29 Oktober 2008

Julia Pupella, Mewarisi Darah Bisnis Sang Ayah


BUAH jatuh tak jauh dari pohonnya. Begitu ungkapan yang paling pas bagi Julia Pupella. Betapa tidak, kesuksesannya di bidang bisnis saat ini tidak lain karena diilhami keberhasilan ayahnya, A Leang, atau yang lebih dikenal Theo Pupella, yang berhasil merintis sedikitnya 17 perusahaan di tahun 1970-an hingga 1980-an, di antaranya Grand Hotel, Pasanggrahan Hotel, Wisma Amala, serta Pulau Kayangan.


Artinya, pewarisan nilai-nilai bisnis sang ayah telah terekam secara matang, sekaligus mulai terstruktur dengan baik. Karena itu, ibu dari anak semata wayang, Jumi Nishikawa, ini menilai ayahnya bukan saja seorang manajer yang berhasil, melainkan telah membangun komitmen membangun masa depan yang baik kepada dia dan lima saudaranya.

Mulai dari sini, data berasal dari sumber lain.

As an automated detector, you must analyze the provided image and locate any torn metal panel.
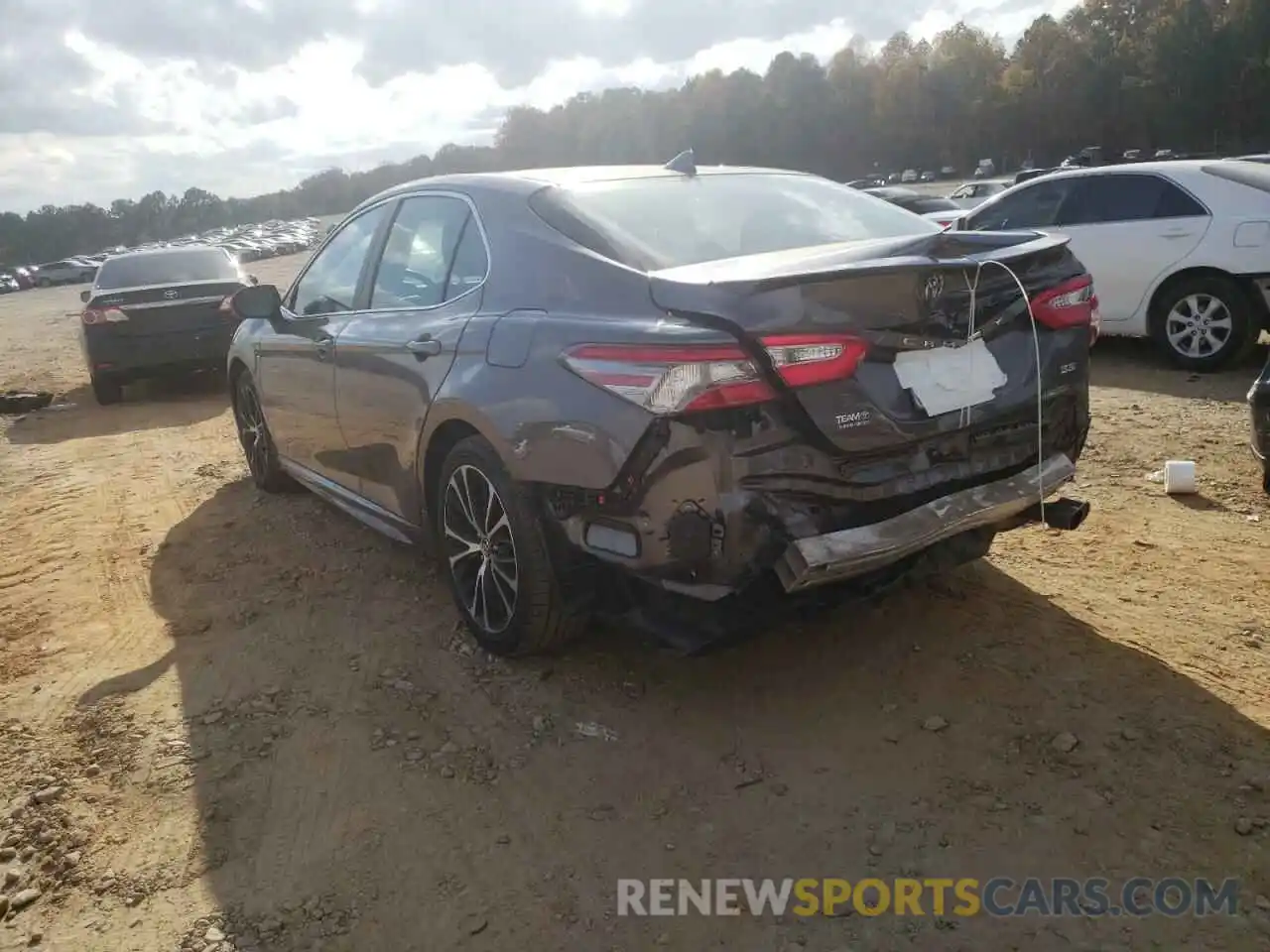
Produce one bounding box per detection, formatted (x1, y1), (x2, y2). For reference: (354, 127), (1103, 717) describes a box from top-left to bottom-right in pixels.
(776, 453), (1076, 591)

Julia mengagumi ayahnya, karena selain pekerja bisnis yang berhasil, juga sebagai orang tua yang sukses membina anak-anaknya menjadi manusia terampil di bidangnya masing-masing.


Prestasi, dedikasi, kenangan, serta pengalaman sang ayah, menjadi bekal serta motivasi bagi perempuan cantik berzodiak Aquarius yang lahir di Makassar pada 12 Februari ini untuk memacu diri, hingga mengantarnya menjadi presiden direktur dari berbagai perusahaan, di antaranya New Shogun Japanese Restaurant, ASKA Japanese Foodstuff, Kapoposang Island Resort, Julia Property, PT Tokyo Rice Burgers (TRB) Indonesia, PT Makassar Tirta Wisata (Makassar Diving Center), serta PT Cathay Express (Tour & Travel).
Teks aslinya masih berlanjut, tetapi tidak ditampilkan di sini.